Como conclusões, Guilherme aponta que alguns polimorfismos foram encontrados em brasileiros tanto quanto nos estudos com europeus. “Se ele é visto no mesmo grau de associação em diferentes populações, mais próximo aquele polimorfismo está de um impacto biológico relevante para os atletas de alto rendimento”, explica. Além disso, um novo conjunto de polimorfismos, que ainda não havia sido estudado, apresentaram associações interessantes. “Propusemos esse conjunto à literatura e agora precisam ser replicados em outras populações”.

Em um terceiro momento, o estudo ainda construiu um escore, com base nos genótipos (conjunto de genes) encontrados, para calcular e diferenciar os grupos de atletas. No entanto, Guilherme afirma que o cálculo ainda é restrito devido ao número reduzido de polimorfismos analisados. “Esse escore, com um número limitado de polimorfismos, não tem uma força suficiente para determinar se o indivíduo se ele vai ser campeão terá ou extremo destaque. Não é possível construir um escore que possa ser usado como ferramenta de detecção de talentos. É muito precoce usar uma afirmação dessas ainda.”

Questionado sobre a capacidade atual da ciência em identificar o peso da genética na performance esportiva, o pesquisador explica que estudos de análise de frequência de polimorfismos e associação caso-controle (como é a tese de Guilherme) não devem chegar a tal descoberta. “A grande direção dos estudos com genética é definir esse peso. Mas para isso, além dos dados de genótipos, é preciso dados fisiológicos e acompanhamentos dos atletas por um tempo.
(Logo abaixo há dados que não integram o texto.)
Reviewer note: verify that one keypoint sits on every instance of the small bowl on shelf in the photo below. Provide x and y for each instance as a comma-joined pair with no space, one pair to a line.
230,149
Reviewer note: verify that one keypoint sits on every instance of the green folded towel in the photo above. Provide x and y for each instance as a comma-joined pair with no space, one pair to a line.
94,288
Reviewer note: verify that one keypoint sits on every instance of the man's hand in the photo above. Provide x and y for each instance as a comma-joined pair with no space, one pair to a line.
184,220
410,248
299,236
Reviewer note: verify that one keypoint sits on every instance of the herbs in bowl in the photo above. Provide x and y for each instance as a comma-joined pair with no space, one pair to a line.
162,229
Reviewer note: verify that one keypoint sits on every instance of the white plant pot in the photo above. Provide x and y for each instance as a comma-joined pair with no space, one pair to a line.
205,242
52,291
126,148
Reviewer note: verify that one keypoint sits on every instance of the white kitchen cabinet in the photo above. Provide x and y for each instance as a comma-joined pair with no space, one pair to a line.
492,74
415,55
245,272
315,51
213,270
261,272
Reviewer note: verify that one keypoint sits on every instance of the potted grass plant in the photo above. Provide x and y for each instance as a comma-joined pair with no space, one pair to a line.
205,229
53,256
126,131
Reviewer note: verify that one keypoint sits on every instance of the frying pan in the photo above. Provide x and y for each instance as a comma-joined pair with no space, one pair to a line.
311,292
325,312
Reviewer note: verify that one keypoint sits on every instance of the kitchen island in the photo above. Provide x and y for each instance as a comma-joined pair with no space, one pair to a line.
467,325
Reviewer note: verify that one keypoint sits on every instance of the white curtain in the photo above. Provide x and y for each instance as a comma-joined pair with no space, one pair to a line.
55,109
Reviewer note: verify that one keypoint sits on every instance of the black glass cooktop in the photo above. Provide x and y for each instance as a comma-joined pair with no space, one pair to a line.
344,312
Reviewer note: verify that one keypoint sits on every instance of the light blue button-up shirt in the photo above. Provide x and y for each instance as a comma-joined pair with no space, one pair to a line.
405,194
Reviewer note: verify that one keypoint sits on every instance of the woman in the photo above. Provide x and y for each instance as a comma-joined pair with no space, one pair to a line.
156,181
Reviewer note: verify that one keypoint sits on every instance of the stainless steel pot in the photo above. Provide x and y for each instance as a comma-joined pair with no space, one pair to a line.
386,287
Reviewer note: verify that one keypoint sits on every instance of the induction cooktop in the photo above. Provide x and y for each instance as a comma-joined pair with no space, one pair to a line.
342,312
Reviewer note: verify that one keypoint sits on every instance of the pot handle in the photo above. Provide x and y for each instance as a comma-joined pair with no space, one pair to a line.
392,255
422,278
Se esse trabalho interdisciplinar for feito, será possível determinar, mesmo sem 100% de precisão, o impacto do perfil poligênico do atleta.”

Além disso, outros fatores devem ser considerados: “Não necessariamente o indivíduo tem o polimorfismo, mas tem um fator psicológico que pode sobressair aquela falta”, afirma. “Os dados que temos hoje em dia na literatura mostram que isso é possível.”

Portanto, o pesquisador salienta a cautela necessária nessa área e esclarece que os próximos passos dos estudos, através da interdisciplinaridade podem trazer conclusões mais consolidadas no futuro. Ainda que as aplicações práticas não existam nesse primeiro momento, Guilherme aponta que é a associação genética pode ser trabalhada em outros ramos da pesquisa, como prescrição de exercício físico para doenças. “Se unirmos esses fatores, é possível melhores resultados lá na frente? Mas ainda estamos no começo desses estudos. É um pontapé inicial para que isso se torne um conceito prático.”